Poke — it rhymes with “okay” — started out as a way for Hawaiian fishermen to snack on the day’s catch. Since jumping to the U.S. mainland a few years ago, it’s become a sushi bar staple and popped up everywhere from the San Antonio’s Shuck Shack to the grab-and-go coolers at H-E-B.
And since July 2017, three poke-focused restaurants are giving the dish a build-your-own approach, much like a sandwich or burrito place. Customers pick their proteins — tuna and salmon and their spiced-up versions are common choices — and servers behind the counter add rice, fresh vegetables, sauces and toppings.
But with prices around $10 for a poke bowl, it helps to make smart choices as you go down the line. Too heavy on the sauce and you end up with something gloppy and overdressed. Take a pass on unfamiliar ingredients and you may miss tastes and textures that are part of the fun.
“With good food, you’re looking for flavor, freshness and texture — that’s what they say constitutes the perfect bite,” said Angie Bridges, owner of Po-Ke Planet, 7302 Louis Pasteur Drive, Suite 103, the newest such place to open in the Alamo City. “And poke really is about all three of those things.”

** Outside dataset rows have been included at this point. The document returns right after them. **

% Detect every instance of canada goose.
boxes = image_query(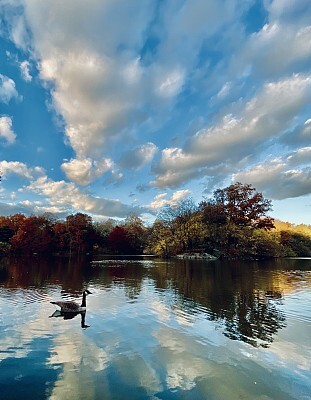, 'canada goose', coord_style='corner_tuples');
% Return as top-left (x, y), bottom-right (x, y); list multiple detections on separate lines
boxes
(51, 289), (92, 313)
(50, 310), (90, 328)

We asked Bridges and her husband Jeff, who also run Copa Wine Bar, to guide us through putting together the ideal poke bowl:
Remember it’s not just raw fish
If the prospect of raw tuna is daunting, remember most poke places also offer cooked seafood options such as shrimp. And if seafood’s still not doing it for you, the eateries also have options to please vegetarians (tofu) and carnivores alike. In Po-Ke Planet’s case, one of the meat options is a puro San Anto al pastor-style pork.
Keep it colorful
Just like your doc tells you that a variety of colors on your plate indicates a nutritionally balanced meal, a rainbow in your poke bowl is the best way to guarantee a medley of flavors and textures. Poke is all about fresh, simple flavors, so make sure to let those vegetables shine. “Color and texture are vital,” Angie said.
Don’t slop on the sauce
A drizzle of dressing is one of poke’s key components — a mix of soy sauce and sesame oil is traditional — but remember a little goes a long way. Since freshness is poke’s big appeal, trust your server to add just the right amount and don’t muddle it under layers of goop. If you’re worried a super spicy sauce may incinerate your taste buds or a creamy one may be too rich, ask for a sample. “People think more is more, but some editing can be a good idea, especially with the sauce,” Jeff says.
Crown it with crunch
Texture peps up your poke, so don’t neglect the final construction phase: adding the crunchy bits. Fried onions, sesame seeds and dried seaweed are all safe bets, but if you’re the adventurous type, why not go for the Flamin’ Hot Cheetos or chicharrones (the latter’s a Po-Ke Planet option). Just remember, some toppings are on the salty side, so don’t overdo them and throw off the balance of your bowl.
Ask your server
As with many Hawaiian dishes, poke draws heavily on Asian flavors. If those ingredients are new to you, ask the server to clue you in. Who knows, those slices of pickled daikon may be that craving you haven’t yet discovered. “We want to be here to hold your hand if you’re a first-timer,” Angie said. “We also want you to know this is super customizable.”
Mix it up
While poke places tend to put a big emphasis on presentation, don’t be shy about undoing their hard work by mixing your bowl up once you sit down. That’s the best way to make ensure you get variety in each bite. But if you’re one of those anal types who doesn’t want to ruin something pretty, feel free to pick at it piece by piece. It’s all about what makes you happy.
Start with a signature
If you’re still not feeling ready to be the Poke Boss, order one of a restaurant’s signature bowls — typically, they run the gamut from the traditional to the way out (remember that al pastor-style pork?). Slaked with the new experience, you’ll find your favorites and be ready to build on them next time.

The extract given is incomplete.